Which comes around to my point, I love that this thing writes tests for me, but the fact is that they are only good tests if I

  1. read them and
  2. run them

So here’s me reading them. This is a good test of copilot, because I always find trying to write data tests to be particularly annoying for all the reasons mentioned earlier:

@pytest.fixture
def sample_parquet(tmp_path):
    # Create a sample DataFrame
    df = pd.DataFrame({
        'image': [np.random.rand(28*28) for _ in range(5)],
        'label': [0, 1, 2, 3, 4]
    })
    file_path = tmp_path / "sample.parquet"
    df.to_parquet(file_path)
    return str(file_path), df

def test_mnist_train_dataset_init(sample_parquet):
    file_path, df = sample_parquet
    dataset = ParquetDataset(file_path=file_path, feature_cols=['image'], label_col='label')
    assert isinstance(dataset.X, np.ndarray)
    assert isinstance(dataset.y, np.ndarray)
    assert dataset.X.shape[0] == len(df)
    assert dataset.y.shape[0] == len(df)
    # Check that the labels match
    np.testing.assert_array_equal(dataset.y, df['label'].values)

First off, good for copilot, using a fixture. It must have read my earlier post. Unlike when it was trying to write the class, it’s being super specific about the one we’re actually using, down to assuming a 28x28 image. This seems appropriate, this dataset doesn’t have surprises in image sizing. It uses the tmp_path builtin pytest fixture so we can test that the __init__ method is actually loading parquet files, but won’t slowly fill up our repo with junk parquet files. The assert statements are reasonable in that it’s testing that the X and y attributes are the right type and have the right shape. However, since this is operating on the ParquetDataset, we aren’t really getting a test of the MNISTDataset class.

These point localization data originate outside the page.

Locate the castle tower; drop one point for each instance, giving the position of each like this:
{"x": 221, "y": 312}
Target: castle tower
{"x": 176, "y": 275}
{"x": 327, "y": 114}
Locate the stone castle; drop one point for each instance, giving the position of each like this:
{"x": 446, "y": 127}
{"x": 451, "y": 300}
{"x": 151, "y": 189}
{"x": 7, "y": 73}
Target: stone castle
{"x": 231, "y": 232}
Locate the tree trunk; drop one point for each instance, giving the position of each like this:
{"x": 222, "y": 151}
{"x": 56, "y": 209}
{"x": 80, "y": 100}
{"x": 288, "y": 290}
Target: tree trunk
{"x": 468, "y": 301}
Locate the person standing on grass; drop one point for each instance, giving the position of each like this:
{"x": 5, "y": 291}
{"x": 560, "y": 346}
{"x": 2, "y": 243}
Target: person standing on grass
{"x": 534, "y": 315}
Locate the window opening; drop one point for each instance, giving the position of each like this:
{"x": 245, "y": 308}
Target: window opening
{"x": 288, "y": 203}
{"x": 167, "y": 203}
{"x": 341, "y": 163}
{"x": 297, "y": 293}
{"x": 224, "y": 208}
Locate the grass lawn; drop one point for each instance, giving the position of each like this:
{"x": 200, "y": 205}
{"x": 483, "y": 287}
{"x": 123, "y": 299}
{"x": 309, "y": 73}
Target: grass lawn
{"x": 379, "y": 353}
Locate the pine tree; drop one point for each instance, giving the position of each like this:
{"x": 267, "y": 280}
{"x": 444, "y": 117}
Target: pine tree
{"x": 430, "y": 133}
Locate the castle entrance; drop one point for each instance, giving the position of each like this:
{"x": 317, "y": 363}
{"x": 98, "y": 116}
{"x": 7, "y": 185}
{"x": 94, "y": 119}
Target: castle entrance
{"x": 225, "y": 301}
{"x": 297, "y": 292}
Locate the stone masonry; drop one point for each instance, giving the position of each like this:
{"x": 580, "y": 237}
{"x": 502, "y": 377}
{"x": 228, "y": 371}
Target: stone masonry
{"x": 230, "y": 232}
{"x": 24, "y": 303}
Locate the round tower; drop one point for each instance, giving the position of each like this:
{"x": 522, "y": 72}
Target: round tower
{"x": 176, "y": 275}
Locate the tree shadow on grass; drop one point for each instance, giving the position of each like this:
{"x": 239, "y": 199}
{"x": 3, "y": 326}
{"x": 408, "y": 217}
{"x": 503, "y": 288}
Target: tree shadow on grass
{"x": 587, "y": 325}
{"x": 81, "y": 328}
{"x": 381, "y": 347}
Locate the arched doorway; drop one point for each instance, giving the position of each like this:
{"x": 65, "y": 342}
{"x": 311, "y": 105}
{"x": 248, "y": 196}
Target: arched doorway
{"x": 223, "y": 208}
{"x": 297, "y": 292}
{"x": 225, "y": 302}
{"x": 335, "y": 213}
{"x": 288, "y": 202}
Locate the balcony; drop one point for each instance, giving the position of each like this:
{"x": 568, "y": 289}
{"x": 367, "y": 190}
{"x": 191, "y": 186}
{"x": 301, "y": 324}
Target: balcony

I had to ask copilot special to make me something, and a couple different ways, but it did it:

def test_mnist_dataset_pil_images(sample_parquet):
    file_path, df = sample_parquet
    dataset = MNISTDataset(file_path=str(file_path), split='train')
    assert isinstance(dataset.X, np.ndarray)
    assert dataset.X.shape == (5, 28 * 28)
    assert np.issubdtype(dataset.X.dtype, np.floating)
    assert dataset.X.max() <= 1.0 and dataset.X.min() >= 0.0

    assert dataset.y.shape == (5, 10)
    np.testing.assert_array_equal(np.argmax(dataset.y, axis=1), df['label'].values)

There you have it, now we can train a model. Again, I find it somewhat annoying to mix up different types of assert statements, but it works!